The Vote Leave campaign, which was officially designated as the pro-Brexit campaign group has been fined 61,000 Pounds, and David Halsall, head of Vote Leave has been referred to the police along with Darren Grimes, the founder of the BeLeave campaign.
The duo is alleged to have falsely declared their spending in the landmark 2016 referendum, which saw Britain announce its exit from the European Union.
As per the Election Commission, VoteLeave worked with BeLeave to spend 675,000 Pounds ($893,500) to use the services of Aggregate IQ, a company that used social media data to target voters.
Notably, Aggregate IQ is known subsidiary of the now-defunct firm Cambridge Analytica, which came under fire for its role in the 2016 US Presidential Election. While the company declared that it received Facebook data, it has refused any role in the Brexit campaign.

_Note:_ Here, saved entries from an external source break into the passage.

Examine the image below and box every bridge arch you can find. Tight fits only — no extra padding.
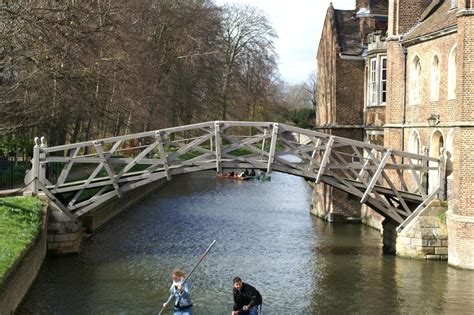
[25,121,444,229]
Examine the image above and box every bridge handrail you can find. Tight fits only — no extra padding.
[41,121,440,164]
[29,120,443,224]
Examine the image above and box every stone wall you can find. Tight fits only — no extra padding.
[396,199,448,260]
[0,203,48,313]
[361,205,384,230]
[47,176,168,255]
[47,203,84,254]
[83,177,167,232]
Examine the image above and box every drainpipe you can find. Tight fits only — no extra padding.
[401,43,407,154]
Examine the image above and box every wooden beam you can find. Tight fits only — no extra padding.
[361,149,391,204]
[214,122,222,173]
[316,136,335,184]
[94,141,122,198]
[156,131,171,180]
[267,123,279,174]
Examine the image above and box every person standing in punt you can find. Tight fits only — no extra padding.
[162,270,193,315]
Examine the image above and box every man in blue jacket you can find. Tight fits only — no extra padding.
[232,277,262,315]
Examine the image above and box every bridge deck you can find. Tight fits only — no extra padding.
[27,121,445,229]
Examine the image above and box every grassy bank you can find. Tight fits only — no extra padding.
[0,197,43,282]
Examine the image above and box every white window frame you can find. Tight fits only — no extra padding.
[369,57,377,106]
[379,56,387,105]
[367,55,387,107]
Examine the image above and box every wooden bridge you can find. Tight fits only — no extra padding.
[26,121,445,231]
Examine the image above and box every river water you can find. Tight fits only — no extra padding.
[20,171,474,314]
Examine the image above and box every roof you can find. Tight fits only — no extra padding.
[403,0,457,42]
[334,9,364,56]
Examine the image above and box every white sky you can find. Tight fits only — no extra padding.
[215,0,355,85]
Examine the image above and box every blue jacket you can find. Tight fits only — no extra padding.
[166,281,193,308]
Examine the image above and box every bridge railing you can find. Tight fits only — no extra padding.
[26,121,444,223]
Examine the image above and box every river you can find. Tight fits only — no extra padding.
[20,171,474,314]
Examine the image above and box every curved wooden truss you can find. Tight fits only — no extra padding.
[27,121,444,227]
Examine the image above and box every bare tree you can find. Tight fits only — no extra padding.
[0,0,287,155]
[217,4,277,120]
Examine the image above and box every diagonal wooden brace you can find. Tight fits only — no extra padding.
[361,149,391,204]
[156,131,171,180]
[94,141,122,198]
[266,123,279,174]
[316,136,335,184]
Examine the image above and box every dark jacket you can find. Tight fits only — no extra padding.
[233,282,262,311]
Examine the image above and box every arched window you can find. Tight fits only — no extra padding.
[430,55,440,101]
[409,130,421,154]
[448,47,457,100]
[408,130,421,165]
[410,56,421,104]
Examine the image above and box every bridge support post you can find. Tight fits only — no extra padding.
[31,137,41,195]
[47,201,84,255]
[266,123,278,174]
[214,122,222,174]
[156,131,171,180]
[382,218,398,254]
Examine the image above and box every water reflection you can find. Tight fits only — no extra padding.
[19,171,474,314]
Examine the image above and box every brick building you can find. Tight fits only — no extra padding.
[386,0,474,269]
[314,0,388,223]
[316,0,474,269]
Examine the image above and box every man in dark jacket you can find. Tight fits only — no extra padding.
[232,277,262,315]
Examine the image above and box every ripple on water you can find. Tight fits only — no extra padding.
[18,171,474,314]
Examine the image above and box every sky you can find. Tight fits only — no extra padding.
[215,0,355,85]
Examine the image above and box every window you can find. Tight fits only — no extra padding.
[430,55,440,101]
[410,56,421,105]
[367,55,387,106]
[451,0,457,8]
[380,57,387,104]
[369,58,377,105]
[409,130,421,165]
[448,47,456,100]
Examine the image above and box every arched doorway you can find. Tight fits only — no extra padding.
[429,130,444,194]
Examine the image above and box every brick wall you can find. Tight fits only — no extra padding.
[452,12,474,218]
[448,11,474,271]
[386,40,405,124]
[405,35,457,124]
[392,0,432,35]
[316,6,338,126]
[336,59,365,125]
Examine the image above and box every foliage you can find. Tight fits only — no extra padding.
[0,0,288,155]
[0,197,43,282]
[285,108,316,129]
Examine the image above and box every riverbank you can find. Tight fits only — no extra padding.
[0,196,46,313]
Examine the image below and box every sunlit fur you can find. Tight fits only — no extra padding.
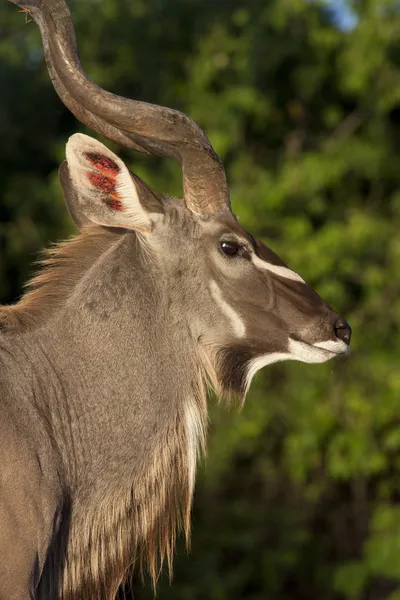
[0,198,348,599]
[0,206,349,600]
[0,227,115,332]
[38,406,206,599]
[0,227,209,599]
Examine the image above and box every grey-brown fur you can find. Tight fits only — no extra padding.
[2,2,351,598]
[0,220,207,598]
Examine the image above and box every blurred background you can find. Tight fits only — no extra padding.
[1,0,400,598]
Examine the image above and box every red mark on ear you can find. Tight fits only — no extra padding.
[87,172,116,193]
[85,152,120,177]
[105,195,124,211]
[86,171,124,212]
[84,152,124,212]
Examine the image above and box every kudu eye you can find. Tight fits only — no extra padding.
[220,240,241,257]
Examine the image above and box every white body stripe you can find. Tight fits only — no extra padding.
[209,280,246,338]
[184,400,206,495]
[252,254,305,283]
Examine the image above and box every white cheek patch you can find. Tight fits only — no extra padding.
[252,254,305,284]
[209,280,246,338]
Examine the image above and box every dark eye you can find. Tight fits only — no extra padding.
[220,240,241,257]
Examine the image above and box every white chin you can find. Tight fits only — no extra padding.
[244,338,348,395]
[288,338,349,364]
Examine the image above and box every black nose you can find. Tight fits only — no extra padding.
[334,319,352,345]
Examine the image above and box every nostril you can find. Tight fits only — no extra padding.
[334,319,352,345]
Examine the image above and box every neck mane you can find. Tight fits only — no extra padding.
[0,225,210,599]
[0,225,121,332]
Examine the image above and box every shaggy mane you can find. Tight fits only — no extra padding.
[0,226,121,332]
[0,223,214,599]
[37,398,208,600]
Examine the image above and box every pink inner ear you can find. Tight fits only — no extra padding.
[86,171,124,211]
[104,196,124,211]
[85,152,120,177]
[87,172,116,193]
[84,151,124,212]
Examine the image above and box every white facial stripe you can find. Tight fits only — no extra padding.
[209,280,246,338]
[252,254,305,283]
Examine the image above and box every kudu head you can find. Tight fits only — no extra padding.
[10,0,351,402]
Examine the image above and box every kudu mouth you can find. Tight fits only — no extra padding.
[289,317,352,364]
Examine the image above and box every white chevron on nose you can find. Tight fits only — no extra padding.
[252,254,305,283]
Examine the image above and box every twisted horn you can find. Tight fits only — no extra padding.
[9,0,230,216]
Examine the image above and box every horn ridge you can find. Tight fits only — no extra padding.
[10,0,230,215]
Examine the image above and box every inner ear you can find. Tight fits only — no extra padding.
[128,171,164,216]
[59,161,91,229]
[63,133,164,231]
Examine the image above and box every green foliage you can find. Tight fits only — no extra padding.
[1,0,400,598]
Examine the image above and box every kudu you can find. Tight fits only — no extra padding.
[1,1,351,598]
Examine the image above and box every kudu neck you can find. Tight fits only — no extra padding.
[0,230,208,592]
[14,232,203,489]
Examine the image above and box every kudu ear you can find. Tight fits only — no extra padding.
[61,133,163,231]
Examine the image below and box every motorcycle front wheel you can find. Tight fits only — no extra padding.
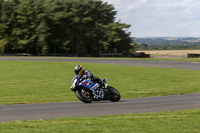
[75,88,93,103]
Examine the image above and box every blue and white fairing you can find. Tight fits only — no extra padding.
[80,79,100,91]
[70,75,100,91]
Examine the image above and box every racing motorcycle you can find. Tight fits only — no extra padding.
[70,75,121,103]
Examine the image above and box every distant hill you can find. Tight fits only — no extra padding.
[134,37,200,50]
[134,37,200,45]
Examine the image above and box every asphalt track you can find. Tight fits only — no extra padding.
[1,93,200,122]
[0,57,200,122]
[1,57,200,70]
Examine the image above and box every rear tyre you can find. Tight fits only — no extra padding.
[108,86,121,102]
[75,88,93,103]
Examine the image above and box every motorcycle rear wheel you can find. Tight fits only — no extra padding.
[108,86,121,102]
[75,88,93,103]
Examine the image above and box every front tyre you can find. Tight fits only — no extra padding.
[75,88,93,103]
[108,86,121,102]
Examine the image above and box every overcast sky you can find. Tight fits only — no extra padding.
[102,0,200,38]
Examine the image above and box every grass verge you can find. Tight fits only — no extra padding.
[0,109,200,133]
[0,61,200,104]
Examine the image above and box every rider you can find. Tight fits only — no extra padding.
[74,65,105,85]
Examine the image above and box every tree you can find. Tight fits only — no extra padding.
[13,0,49,54]
[0,0,135,56]
[0,24,8,54]
[0,0,20,53]
[104,22,133,53]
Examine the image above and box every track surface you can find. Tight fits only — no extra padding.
[0,57,200,122]
[1,57,200,70]
[1,93,200,122]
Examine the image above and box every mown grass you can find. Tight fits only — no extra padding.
[1,109,200,133]
[0,60,200,104]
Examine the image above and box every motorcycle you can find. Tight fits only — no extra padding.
[70,75,121,103]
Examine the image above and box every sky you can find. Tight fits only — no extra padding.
[101,0,200,38]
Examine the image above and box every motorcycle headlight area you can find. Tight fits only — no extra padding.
[71,79,77,89]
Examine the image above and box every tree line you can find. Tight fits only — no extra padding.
[0,0,134,56]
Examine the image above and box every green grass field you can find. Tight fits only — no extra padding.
[1,109,200,133]
[0,60,200,104]
[0,59,200,132]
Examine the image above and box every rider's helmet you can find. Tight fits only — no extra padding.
[74,65,83,75]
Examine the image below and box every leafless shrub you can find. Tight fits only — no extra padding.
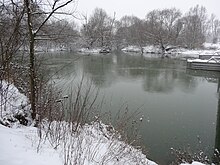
[213,149,220,164]
[170,147,210,165]
[33,75,149,165]
[38,119,151,165]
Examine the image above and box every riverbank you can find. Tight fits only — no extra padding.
[121,43,220,59]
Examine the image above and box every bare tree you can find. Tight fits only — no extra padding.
[24,0,77,120]
[115,15,146,53]
[81,8,115,48]
[207,14,220,43]
[36,20,79,51]
[0,1,26,81]
[180,5,208,49]
[145,8,182,55]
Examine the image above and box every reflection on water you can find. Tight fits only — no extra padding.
[44,52,220,164]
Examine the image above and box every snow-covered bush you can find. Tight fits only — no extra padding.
[39,120,156,165]
[170,147,211,165]
[0,80,31,127]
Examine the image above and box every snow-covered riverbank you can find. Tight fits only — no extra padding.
[0,121,158,165]
[0,123,206,165]
[121,43,220,59]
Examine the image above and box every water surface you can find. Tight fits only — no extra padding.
[45,52,220,164]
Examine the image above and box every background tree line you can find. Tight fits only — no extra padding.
[81,5,220,51]
[1,3,219,56]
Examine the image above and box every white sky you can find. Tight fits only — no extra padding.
[75,0,220,21]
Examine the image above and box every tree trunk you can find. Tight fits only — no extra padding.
[161,43,165,58]
[25,0,36,120]
[29,37,36,120]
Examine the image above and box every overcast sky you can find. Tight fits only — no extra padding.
[76,0,220,20]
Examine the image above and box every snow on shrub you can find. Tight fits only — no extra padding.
[39,120,157,165]
[0,80,31,126]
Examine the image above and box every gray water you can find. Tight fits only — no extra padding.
[44,52,220,164]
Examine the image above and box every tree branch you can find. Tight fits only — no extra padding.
[34,0,75,35]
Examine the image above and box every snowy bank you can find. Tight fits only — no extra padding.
[0,124,62,165]
[78,48,102,54]
[121,43,220,59]
[122,45,142,53]
[0,80,31,126]
[203,42,220,50]
[180,161,205,165]
[0,121,157,165]
[0,121,206,165]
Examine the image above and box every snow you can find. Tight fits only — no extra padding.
[0,80,31,126]
[0,124,62,165]
[203,42,220,50]
[187,56,220,63]
[187,59,217,63]
[78,48,102,54]
[180,161,205,165]
[143,45,161,53]
[122,45,142,53]
[0,121,157,165]
[121,43,220,59]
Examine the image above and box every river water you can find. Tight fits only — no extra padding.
[44,51,220,164]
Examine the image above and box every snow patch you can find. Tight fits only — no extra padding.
[143,45,161,54]
[203,42,220,50]
[180,161,205,165]
[122,45,141,53]
[0,124,62,165]
[0,80,31,126]
[78,48,102,54]
[0,121,157,165]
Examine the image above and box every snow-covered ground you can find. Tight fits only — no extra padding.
[180,162,206,165]
[0,121,158,165]
[0,80,31,127]
[203,42,220,50]
[0,124,62,165]
[122,45,142,53]
[0,123,206,165]
[78,48,102,54]
[121,43,220,59]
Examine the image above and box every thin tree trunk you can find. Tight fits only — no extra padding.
[25,0,36,120]
[29,37,36,120]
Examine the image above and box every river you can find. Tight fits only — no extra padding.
[44,51,220,164]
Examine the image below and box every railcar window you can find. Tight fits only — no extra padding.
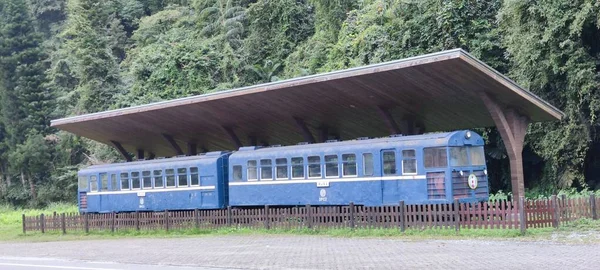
[342,154,357,176]
[382,151,396,175]
[110,174,118,191]
[325,155,339,177]
[100,173,108,191]
[260,159,273,180]
[166,169,175,187]
[232,165,242,181]
[178,168,188,187]
[90,175,98,192]
[142,171,152,189]
[292,157,304,178]
[402,150,417,174]
[153,170,164,188]
[247,160,258,181]
[470,146,486,166]
[190,167,199,186]
[363,153,374,176]
[308,156,321,178]
[78,175,88,190]
[121,172,130,190]
[424,147,448,168]
[276,158,288,179]
[450,147,469,166]
[131,172,141,189]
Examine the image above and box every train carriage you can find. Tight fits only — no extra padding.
[77,152,229,213]
[228,130,488,206]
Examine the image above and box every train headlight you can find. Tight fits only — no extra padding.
[459,170,464,176]
[465,131,472,139]
[484,169,488,176]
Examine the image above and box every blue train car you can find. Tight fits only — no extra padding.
[77,152,229,213]
[228,130,488,206]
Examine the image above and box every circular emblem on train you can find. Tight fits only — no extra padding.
[468,174,478,190]
[320,189,327,197]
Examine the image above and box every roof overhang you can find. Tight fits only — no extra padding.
[51,49,564,157]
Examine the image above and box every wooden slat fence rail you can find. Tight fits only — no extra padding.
[21,196,599,234]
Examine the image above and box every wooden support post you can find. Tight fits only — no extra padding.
[164,210,169,232]
[264,205,270,230]
[591,194,597,220]
[188,142,197,156]
[399,201,405,232]
[293,117,315,143]
[453,199,460,232]
[222,126,242,149]
[84,213,89,233]
[22,214,26,234]
[194,209,199,229]
[162,134,184,156]
[227,206,232,226]
[135,211,140,231]
[111,212,116,233]
[306,204,312,229]
[61,213,66,234]
[110,141,132,162]
[519,197,526,235]
[319,126,329,142]
[349,202,355,230]
[136,149,144,160]
[377,106,401,135]
[480,93,529,199]
[40,213,45,234]
[552,195,559,228]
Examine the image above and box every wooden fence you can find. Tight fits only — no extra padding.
[22,195,599,234]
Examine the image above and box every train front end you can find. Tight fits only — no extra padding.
[445,130,489,203]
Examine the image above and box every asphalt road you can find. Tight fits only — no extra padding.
[1,235,599,269]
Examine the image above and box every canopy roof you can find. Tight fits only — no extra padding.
[51,49,564,157]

"We found substantial evidence that the two groups worked to a common plan, did not declare their joint working and did not adhere to the legal spending limits," Bob Posner, the commission's director of political finance and regulation.
Facebook and Cambridge Analytica were subsequently investigated by both the US Senate and Congress, with Facebook CEO Mark Zuckerberg facing a grilling session in front of a Senate committee.
Other nations, including the UK and India, have also begun investigations into similar instances of social media data mining to rig elections. Zuckerberg has also been called out by the British Parliament, and the social media giant was recently fined 500,000 Pounds.